Asked by jill

Communicating and Influencing: When communicating to others, how have you ensured your communication is clear, well-structured and tailored to your audience? Tell us about a time you have done this and the impact it had as an immigration officer

All Answers 1

Answered by GPT-5 mini AI
Situation
In my role as an immigration officer I was asked to lead the rollout of a new family-case triage process that affected several audiences: frontline officers who would use the new forms and scripts, legal representatives and NGOs who advise applicants, social services who provide safeguarding, and applicants themselves (many of whom had limited English).

Task
My task was to make sure everyone understood the new process, their responsibilities and the practical steps, to avoid delays, reduce adjournments and ensure vulnerable people received the right support.

Action
I used a structured, audience-tailored approach:

- Mapped the audiences and their needs.
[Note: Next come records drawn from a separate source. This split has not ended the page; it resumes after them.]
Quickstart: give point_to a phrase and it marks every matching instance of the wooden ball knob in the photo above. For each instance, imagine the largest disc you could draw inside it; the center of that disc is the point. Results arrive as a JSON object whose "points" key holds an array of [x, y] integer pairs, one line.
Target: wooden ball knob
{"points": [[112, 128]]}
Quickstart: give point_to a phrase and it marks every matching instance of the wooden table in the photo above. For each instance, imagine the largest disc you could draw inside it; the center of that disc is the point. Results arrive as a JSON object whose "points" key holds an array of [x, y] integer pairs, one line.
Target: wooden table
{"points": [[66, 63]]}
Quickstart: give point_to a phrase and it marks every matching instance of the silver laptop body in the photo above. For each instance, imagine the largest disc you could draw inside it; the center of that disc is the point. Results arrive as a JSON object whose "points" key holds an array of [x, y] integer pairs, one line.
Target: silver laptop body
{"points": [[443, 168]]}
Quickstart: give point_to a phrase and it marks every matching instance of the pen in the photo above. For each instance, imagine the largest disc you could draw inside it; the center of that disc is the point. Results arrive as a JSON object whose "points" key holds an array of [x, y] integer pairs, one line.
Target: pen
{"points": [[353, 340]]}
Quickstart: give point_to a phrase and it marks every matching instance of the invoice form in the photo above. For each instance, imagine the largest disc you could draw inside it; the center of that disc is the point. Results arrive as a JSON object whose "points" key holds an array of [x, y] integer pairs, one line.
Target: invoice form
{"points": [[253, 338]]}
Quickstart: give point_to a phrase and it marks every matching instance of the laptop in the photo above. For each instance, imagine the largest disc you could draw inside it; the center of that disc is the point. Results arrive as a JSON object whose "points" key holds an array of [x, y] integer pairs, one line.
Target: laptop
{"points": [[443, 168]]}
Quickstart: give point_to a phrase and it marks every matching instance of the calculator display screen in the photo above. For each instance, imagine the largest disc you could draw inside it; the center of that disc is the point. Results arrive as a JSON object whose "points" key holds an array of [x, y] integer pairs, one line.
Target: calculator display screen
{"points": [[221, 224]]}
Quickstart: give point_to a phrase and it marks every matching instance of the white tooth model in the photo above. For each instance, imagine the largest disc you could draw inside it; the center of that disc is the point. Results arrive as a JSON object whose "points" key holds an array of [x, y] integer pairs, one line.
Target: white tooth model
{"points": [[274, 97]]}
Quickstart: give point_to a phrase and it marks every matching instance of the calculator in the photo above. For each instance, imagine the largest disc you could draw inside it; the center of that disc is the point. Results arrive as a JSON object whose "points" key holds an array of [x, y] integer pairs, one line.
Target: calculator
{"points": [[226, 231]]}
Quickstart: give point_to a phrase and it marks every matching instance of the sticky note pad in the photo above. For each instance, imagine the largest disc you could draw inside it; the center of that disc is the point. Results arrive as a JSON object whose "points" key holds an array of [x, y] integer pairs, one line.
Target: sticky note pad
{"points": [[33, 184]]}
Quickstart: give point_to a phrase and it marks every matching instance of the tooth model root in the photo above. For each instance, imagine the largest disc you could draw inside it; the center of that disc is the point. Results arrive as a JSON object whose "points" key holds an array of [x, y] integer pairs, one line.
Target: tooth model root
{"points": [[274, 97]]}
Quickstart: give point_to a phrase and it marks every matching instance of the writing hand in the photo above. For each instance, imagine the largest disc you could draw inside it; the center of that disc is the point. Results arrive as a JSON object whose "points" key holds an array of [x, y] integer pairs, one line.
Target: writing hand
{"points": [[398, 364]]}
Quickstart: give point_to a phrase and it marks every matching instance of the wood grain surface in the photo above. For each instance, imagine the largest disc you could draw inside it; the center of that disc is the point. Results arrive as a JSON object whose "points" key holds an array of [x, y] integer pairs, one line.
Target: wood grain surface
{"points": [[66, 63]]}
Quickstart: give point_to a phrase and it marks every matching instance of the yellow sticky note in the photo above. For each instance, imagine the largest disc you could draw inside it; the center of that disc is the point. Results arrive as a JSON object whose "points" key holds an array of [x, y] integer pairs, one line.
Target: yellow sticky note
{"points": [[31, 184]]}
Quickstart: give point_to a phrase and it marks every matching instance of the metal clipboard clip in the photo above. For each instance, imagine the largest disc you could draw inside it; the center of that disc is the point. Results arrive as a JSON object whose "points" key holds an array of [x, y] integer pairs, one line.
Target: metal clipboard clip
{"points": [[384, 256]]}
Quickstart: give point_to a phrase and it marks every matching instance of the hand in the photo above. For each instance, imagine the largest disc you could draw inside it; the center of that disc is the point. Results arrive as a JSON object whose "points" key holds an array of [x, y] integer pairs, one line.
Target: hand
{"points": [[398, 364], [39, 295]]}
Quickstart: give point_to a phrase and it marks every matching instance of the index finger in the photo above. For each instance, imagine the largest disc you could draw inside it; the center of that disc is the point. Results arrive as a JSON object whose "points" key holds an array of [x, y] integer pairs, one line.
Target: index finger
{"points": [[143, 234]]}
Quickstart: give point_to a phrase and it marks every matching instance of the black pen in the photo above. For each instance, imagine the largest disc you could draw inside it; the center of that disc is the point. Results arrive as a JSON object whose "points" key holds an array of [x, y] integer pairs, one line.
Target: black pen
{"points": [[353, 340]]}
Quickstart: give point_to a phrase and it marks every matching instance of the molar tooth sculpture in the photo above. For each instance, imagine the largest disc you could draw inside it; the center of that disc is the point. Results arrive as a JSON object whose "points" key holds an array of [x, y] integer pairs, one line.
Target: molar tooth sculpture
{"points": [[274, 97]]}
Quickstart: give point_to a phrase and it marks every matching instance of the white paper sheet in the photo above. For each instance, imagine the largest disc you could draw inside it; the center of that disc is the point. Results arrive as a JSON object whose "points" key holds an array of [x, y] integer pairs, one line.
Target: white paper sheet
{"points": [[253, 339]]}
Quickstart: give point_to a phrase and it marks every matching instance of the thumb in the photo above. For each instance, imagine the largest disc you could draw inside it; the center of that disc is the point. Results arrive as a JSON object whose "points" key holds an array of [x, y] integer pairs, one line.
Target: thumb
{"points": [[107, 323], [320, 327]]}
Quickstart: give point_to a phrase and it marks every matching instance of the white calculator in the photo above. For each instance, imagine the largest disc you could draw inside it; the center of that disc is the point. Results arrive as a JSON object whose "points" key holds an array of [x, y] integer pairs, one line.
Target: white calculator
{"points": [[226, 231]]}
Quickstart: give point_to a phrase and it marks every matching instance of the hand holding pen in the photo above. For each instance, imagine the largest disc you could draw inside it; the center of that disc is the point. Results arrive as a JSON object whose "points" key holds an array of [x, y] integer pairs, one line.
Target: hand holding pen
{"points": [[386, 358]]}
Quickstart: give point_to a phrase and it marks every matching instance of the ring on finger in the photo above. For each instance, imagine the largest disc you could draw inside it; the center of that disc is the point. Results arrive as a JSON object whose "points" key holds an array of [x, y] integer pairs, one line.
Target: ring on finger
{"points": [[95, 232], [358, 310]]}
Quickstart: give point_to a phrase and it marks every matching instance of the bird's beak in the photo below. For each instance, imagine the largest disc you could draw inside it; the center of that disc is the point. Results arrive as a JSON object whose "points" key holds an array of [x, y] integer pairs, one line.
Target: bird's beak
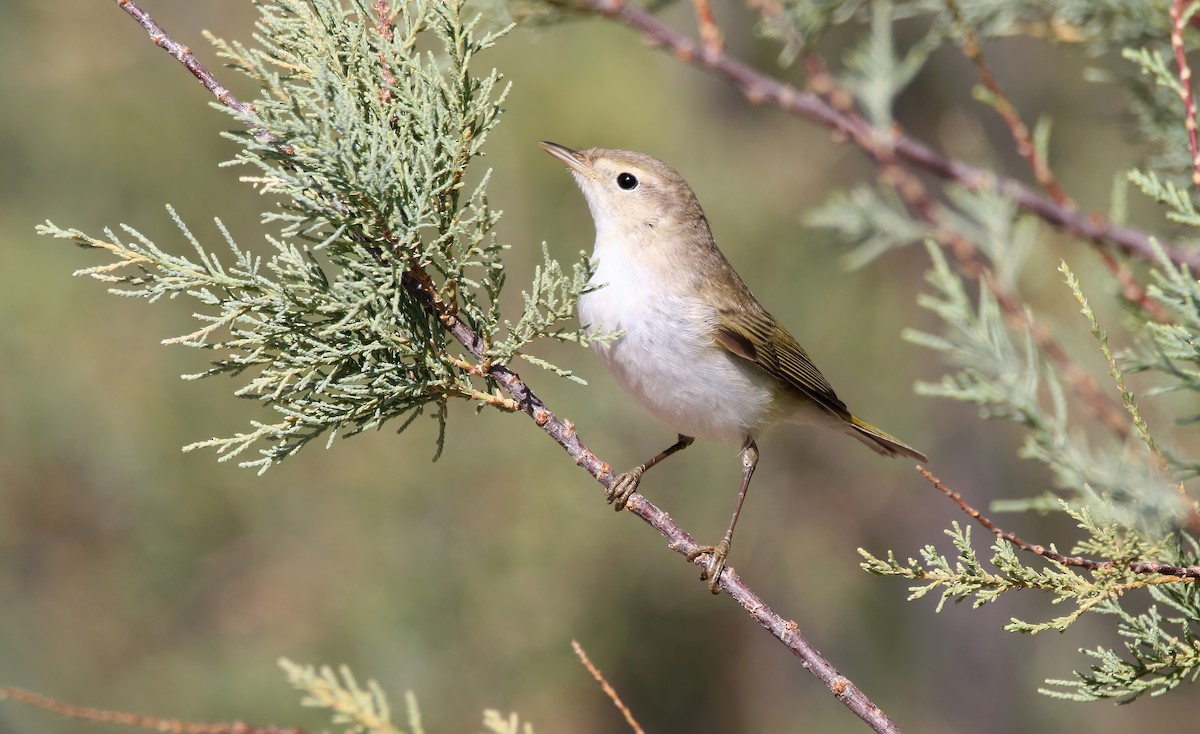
{"points": [[576, 160]]}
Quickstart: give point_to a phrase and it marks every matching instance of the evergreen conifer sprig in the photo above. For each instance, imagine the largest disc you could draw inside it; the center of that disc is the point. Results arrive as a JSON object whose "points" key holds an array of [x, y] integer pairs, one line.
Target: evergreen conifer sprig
{"points": [[1122, 485], [366, 144]]}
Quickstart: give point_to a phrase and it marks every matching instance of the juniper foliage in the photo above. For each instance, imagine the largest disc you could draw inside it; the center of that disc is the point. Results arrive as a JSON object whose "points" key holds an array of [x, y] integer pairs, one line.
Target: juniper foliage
{"points": [[366, 134], [1127, 497], [365, 710]]}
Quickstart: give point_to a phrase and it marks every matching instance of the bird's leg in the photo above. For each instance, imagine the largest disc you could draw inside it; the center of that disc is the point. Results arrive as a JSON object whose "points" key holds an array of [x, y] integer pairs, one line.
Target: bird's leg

Frontline officers needed step-by-step procedure and quick-reference aids; NGOs and lawyers required the policy rationale and legal thresholds; applicants needed plain-language explanations in multiple languages and reassurance about safeguarding and confidentiality.
- Produced materials at three levels:
- A one-page “flow chart” for officers showing each decision point, timeframes and required documentation.
- A detailed guidance note for legal/partner organisations explaining the legal basis, evidence standards and escalation routes.
- A plain-language leaflet for applicants, translated into the main languages we encountered, with pictograms and contact details for support services.
- Ran two short, practical briefings for staff with live walk-throughs and role-play of common scenarios, and an information session for partner organisations where we allowed time for questions and clarifications.
- Built check-back into the process: at the end of every applicant interview officers used a short teach-back (asking the applicant to summarise the next steps) and issued the translated leaflet and a written summary of the decision/pathway.
- Set up a single point of contact (email and phone) for partners to raise queries during the first 6 weeks to quickly resolve ambiguities and refine materials.

Result / Impact
- Frontline officers reported greater confidence and fewer procedural errors because they had a clear step-by-step tool to follow.
- Partner organisations and lawyers told us the detailed guidance reduced unnecessary challenges and improved consistency in what applicants were asked to provide.
- Applicants understood the process better (we saw fewer adjournments and fewer cases where an interview had to be repeated because the applicant had misunderstood a question).
- The single point of contact allowed us to quickly update the guidance where practical issues emerged, which prevented wider confusion.

Overall this approach — clear structure, audience-specific materials, use of plain language and teach-back, and proactive partner engagement — reduced misunderstandings, sped up case handling and improved confidence among staff and stakeholders.

If helpful, I can share a template of the one-page flow chart and the teach-back script I used.